Like the perfectly predictable pillocks that they are, in genuinely grubby parrot-fashion-style, Boris Johnson’s ministers have been reeled out to defend him and his wife’s clearly illegal parties during lockdown last year.

 

Summing up the activity of the likes of the ostrich anus eater Nadine Dorries MP – who quite frankly looked a little beyond pissed-up and “like something from a Catherine Tate sketch” as she rocked around whilst spouting a predictably crass response to the matter to Channel 4’s Krishnan Guru-Murthy – favourite of all at The Steeple Times, Countdown ‘Dictionary Corner’ stalwart Susie Dent tweeted on Tuesday:

 

“Word of the day is psittacism (19th century): the meaningless or mechanical repetition of words. From the Latin psittacus, parrot.”

 

As she did last November in sharing the 16th century word malversation – “the corrupt administration of power” – in the context of ‘Owen Paterson-gate,’ Dent consistently improves our etymology with these tweets and in educating us all also gives a much deserved daily kick to the frankly most corrupt government in living history.

 

Today, we salute a lady who is frankly doing the job that Sir Keir Starmer seems to fail at consistently and again today, we join those calling for the resignation of not only the incompetent disgrace that is Dame Cressida Dick DBE, QPM but also the buffoon Prime Minister that clearly thinks it clever to reference his corruption as “total rhubarb.” Let’s instead put this pair of nitwits up against Susie Dent and let’s see how long they last in ‘Dictionary Corner.’

 

https://twitter.com/susie_dent/status/1488466014740393987?s=11
Susie Dent’s tweet on Tuesday was liked by over 20,700 accounts and retweeted 3,049 times. “I’ve said sorry already” is simply not going to wash with the British public from a Prime Minister who has had to – but not actually meant – “being genuinely sorry” on hundreds of occasions throughout his careers as both a journalist and politicians. Frankly, the word of his old mucker, the insurance fraudster Darius Guppy, would be taken as more trustworthy by anyone with half a brain.
“Am I bothered? Are you disrespecting me?” – ‘Nasty Nad’ (AKA The Right Honourable Nadine Dorries MP, Secretary of State for Digital, Culture, Media and Sport), by contrast, is someone with utterly no grasp of the English language and how to use it. This national disgrace truly is an embarrassment to our nation and makes even Catherine Tate’s character Lauren look positively intelligent.
https://www.youtube.com/watch?v=4Hdk_rXkkx8
Nadine Dorries has understandably been labelled the ‘Fool of the Week’ for her behaviour on Monday evening after the Prime Minister’s appalling performance in the House of Commons earlier that day.

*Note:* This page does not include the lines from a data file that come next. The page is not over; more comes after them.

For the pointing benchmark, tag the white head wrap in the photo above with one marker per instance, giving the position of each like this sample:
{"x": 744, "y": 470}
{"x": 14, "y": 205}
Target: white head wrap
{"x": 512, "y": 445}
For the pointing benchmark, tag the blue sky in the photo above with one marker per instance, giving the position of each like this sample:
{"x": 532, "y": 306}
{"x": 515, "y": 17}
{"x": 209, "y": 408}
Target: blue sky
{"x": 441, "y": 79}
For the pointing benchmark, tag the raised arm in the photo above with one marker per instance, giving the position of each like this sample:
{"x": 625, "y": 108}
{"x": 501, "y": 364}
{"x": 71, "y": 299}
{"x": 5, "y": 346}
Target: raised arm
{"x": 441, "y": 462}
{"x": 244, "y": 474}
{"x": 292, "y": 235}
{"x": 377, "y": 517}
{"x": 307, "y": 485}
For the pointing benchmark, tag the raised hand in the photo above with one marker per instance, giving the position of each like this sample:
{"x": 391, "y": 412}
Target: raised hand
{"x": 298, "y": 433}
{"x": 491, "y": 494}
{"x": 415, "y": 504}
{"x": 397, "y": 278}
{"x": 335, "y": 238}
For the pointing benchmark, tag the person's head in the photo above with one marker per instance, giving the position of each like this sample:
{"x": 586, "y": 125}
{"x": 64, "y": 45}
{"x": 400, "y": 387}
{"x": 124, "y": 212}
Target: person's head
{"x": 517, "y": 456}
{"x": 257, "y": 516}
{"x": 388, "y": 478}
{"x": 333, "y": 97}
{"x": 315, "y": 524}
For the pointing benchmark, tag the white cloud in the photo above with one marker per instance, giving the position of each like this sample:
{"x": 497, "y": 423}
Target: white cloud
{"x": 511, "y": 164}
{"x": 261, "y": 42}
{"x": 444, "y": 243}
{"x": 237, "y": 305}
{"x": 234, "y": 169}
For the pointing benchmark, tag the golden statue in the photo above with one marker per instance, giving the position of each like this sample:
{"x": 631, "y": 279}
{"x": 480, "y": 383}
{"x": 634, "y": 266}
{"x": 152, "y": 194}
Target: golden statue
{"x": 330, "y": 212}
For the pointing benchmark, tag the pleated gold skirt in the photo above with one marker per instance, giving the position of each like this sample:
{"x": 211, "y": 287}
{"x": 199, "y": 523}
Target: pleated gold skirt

Here is a woman who previously claimed David Cameron and George Osborne “didn’t know the price of milk,” who also cannot see that it is now her that is totally out of touch with the national mood.
https://www.youtube.com/watch?v=cG7r1uLwLw8
Boris Johnson thinks himself clever when it comes to his use of the English language. Like his equally arrogant and totally vapid sister, Rachel – a woman who showed her true colours last November in announcing that: “It’s hard not to feel a batsqueak of pity for Ghislaine Maxwell” in ‘The Spectator’ in November and added of the since convicted sex offender: “I intersected briefly with her at Oxford. As a fresher I wandered into Balliol JCR one day in search of its subsidised breakfast granola-and-Nescafé offering and found a shiny glamazon with naughty eyes holding court astride a table, a high-heeled boot resting on my brother Boris’s thigh” – this Prime Minister attempts to bamboozle the public with such nonsense as “total rhubarb” as he believes himself to be intellectually superior to them.